I use tm
and lda
in R for the news corpus model theme. However, I get a "uncharacteristic" problem, presented as ""
, which messed up my topics. Here is my workflow:
text <- Corpus(VectorSource(d$text)) newtext <- lapply(text, tolower) sw <- c(stopwords("english"), "ahram", "online", "egypt", "egypts", "egyptian") newtext <- lapply(newtext, function(x) removePunctuation(x)) newtext <- lapply(newtext, function(x) removeWords(x, sw)) newtext <- lapply(newtext, function(x) removeNumbers(x)) newtext <- lapply(newtext, function(x) stripWhitespace(x)) d$processed <- unlist(newtext) corpus <- lexicalize(d$processed) k <- 40 result <-lda.collapsed.gibbs.sampler(corpus$documents, k, corpus$vocab, 500, .02, .05, compute.log.likelihood = TRUE, trace = 2L)
Unfortunately, when I train the lda model, everything looks great, except that the most common word is "". I am trying to fix this by deleting it from the dictionary as below, and reorient the model as above:
newtext <- lapply(newtext, function(x) removeWords(x, ""))

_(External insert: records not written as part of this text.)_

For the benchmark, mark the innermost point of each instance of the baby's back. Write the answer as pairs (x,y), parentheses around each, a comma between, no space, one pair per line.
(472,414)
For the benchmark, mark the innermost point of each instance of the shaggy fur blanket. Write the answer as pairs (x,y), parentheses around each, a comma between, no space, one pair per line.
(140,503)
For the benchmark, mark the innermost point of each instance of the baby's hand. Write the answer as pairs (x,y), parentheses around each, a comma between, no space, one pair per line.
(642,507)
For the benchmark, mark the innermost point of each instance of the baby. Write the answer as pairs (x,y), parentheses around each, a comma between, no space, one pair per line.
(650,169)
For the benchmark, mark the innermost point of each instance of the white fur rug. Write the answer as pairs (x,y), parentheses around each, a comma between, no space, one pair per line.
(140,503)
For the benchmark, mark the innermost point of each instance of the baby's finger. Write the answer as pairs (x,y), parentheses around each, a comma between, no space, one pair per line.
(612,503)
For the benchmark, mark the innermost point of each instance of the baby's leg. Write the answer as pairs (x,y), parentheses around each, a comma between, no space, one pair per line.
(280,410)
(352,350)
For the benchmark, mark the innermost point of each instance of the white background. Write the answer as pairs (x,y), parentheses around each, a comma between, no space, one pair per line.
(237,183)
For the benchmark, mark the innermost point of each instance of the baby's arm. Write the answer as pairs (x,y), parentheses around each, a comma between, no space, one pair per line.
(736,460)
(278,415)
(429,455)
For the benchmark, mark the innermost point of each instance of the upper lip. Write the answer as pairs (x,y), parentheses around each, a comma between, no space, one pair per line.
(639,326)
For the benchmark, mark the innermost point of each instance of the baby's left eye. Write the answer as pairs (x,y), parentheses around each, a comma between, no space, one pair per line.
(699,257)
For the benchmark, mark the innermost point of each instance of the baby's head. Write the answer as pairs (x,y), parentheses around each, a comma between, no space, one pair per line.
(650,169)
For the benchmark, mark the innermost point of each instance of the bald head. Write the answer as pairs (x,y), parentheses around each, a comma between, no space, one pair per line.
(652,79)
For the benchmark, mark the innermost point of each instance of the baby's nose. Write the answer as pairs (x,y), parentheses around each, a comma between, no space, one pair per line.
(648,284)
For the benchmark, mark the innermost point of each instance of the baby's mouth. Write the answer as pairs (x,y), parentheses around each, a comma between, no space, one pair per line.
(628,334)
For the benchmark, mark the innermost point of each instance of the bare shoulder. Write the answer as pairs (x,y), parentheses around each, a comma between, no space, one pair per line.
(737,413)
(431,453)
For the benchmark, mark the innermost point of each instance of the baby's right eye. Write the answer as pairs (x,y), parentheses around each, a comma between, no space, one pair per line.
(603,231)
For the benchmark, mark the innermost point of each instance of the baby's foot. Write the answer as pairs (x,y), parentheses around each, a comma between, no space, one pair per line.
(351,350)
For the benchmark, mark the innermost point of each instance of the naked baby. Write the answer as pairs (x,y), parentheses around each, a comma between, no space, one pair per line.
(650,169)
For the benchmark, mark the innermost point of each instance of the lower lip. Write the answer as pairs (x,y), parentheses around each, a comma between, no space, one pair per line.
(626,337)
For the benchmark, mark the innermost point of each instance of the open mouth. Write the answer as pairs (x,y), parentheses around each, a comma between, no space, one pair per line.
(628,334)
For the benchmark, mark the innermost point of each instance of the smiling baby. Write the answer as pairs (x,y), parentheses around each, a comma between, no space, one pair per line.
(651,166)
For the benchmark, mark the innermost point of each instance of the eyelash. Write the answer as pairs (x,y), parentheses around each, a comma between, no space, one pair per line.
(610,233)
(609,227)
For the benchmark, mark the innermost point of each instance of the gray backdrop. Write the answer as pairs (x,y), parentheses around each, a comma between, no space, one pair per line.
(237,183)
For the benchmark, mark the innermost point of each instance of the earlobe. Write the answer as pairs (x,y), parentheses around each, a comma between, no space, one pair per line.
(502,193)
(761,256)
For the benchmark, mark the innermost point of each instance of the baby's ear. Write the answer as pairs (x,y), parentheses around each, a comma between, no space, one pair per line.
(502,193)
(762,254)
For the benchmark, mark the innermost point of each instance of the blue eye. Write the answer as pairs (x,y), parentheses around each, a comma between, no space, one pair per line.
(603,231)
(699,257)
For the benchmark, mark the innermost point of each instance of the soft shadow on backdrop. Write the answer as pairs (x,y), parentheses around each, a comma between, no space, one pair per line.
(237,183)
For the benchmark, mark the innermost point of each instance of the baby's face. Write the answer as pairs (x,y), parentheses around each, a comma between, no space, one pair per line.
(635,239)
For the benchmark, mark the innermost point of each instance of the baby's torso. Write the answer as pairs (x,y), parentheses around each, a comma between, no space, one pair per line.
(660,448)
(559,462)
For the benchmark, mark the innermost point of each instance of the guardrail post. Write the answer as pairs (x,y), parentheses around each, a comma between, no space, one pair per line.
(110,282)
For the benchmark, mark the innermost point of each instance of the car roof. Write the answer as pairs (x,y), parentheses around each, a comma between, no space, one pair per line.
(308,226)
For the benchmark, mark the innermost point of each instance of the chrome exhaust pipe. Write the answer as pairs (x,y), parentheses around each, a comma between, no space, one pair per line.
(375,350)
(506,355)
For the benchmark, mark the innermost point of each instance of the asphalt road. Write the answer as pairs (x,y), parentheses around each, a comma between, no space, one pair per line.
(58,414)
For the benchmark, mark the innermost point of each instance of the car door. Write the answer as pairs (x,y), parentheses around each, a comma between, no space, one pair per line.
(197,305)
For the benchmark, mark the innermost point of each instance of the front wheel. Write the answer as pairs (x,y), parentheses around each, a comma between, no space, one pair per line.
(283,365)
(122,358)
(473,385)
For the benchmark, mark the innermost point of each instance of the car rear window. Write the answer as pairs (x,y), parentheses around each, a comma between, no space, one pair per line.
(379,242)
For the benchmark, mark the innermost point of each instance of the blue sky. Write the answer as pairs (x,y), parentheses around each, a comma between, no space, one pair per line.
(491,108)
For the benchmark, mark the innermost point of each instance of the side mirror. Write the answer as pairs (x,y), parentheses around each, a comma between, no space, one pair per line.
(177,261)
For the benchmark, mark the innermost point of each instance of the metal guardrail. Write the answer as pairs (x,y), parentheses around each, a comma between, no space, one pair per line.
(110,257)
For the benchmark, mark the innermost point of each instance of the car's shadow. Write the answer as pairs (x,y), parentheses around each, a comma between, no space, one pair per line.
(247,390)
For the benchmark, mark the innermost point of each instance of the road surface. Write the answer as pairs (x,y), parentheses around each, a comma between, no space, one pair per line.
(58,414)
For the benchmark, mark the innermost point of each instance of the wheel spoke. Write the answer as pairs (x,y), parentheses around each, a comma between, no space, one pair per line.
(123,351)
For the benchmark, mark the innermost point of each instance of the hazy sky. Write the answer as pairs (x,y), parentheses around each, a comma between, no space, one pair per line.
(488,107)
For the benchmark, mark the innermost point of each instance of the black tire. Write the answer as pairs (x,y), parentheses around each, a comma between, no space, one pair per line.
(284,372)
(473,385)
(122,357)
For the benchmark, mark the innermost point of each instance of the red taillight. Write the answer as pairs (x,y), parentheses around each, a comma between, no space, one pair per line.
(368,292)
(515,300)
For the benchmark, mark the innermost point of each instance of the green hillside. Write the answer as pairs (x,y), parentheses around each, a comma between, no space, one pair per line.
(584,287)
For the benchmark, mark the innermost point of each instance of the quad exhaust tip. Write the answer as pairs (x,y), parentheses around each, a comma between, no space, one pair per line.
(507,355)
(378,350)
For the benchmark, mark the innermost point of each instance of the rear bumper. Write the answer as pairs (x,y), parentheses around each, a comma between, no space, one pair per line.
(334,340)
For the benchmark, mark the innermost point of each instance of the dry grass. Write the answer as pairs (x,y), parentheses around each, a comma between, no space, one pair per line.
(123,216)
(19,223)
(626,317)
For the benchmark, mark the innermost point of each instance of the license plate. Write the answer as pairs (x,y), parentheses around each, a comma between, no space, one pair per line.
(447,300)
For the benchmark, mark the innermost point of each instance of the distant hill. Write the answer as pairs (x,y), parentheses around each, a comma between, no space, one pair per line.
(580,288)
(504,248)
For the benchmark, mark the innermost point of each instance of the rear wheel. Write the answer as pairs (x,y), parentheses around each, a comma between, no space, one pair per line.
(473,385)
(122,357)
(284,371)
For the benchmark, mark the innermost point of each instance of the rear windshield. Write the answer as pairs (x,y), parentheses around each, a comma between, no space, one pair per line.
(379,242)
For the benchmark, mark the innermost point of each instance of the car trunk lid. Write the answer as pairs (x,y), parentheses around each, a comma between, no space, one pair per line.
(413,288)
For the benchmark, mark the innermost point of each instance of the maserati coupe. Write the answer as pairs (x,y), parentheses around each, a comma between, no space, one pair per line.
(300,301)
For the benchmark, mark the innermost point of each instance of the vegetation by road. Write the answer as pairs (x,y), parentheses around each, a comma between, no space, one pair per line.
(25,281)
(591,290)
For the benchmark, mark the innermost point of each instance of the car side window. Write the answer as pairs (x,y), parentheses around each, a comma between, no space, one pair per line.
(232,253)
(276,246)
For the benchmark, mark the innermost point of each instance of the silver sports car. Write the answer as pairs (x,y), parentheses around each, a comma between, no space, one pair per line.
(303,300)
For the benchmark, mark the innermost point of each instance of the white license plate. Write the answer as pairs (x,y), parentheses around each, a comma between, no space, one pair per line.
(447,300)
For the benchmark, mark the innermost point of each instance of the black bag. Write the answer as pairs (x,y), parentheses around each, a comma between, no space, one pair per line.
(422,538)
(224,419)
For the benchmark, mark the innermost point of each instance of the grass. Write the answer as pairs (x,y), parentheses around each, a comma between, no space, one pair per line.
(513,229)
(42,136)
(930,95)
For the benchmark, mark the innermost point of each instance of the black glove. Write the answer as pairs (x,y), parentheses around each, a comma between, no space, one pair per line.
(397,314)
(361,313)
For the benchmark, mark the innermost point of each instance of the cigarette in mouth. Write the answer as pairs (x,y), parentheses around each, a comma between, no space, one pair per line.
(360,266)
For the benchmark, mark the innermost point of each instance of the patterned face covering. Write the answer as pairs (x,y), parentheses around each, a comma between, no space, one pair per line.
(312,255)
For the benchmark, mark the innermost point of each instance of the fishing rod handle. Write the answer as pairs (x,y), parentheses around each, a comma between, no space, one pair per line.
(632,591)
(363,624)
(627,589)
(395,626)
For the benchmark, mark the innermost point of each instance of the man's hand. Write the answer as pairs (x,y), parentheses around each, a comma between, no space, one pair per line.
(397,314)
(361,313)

But he is still there, as evidenced by:
str_split(newtext[[1]], " ") [[1]] [1] "" "body" "mohamed" "hassan" [5] "cook" "found" "turkish" "search" [9] "rescue" "teams" "rescued" "hospital" [13] "rescue" "teams" "continued" "search" [17] "missing" "body" "cook" "crew" [21] "wereegyptians" "sudanese" "syrians" "hassan" [25] "cook" "cargo" "ship" "sea" [29] "bright" "crashed" "thursday" "port" [33] "antalya" "southern" "turkey" "vessel" [37] "collided" "rocks" "port" "thursday" [41] "night" "result" "heavy" "winds" [45] "waves" "crew" ""
Any suggestions on how to do this? Adding ""
to my stop word list also does not help.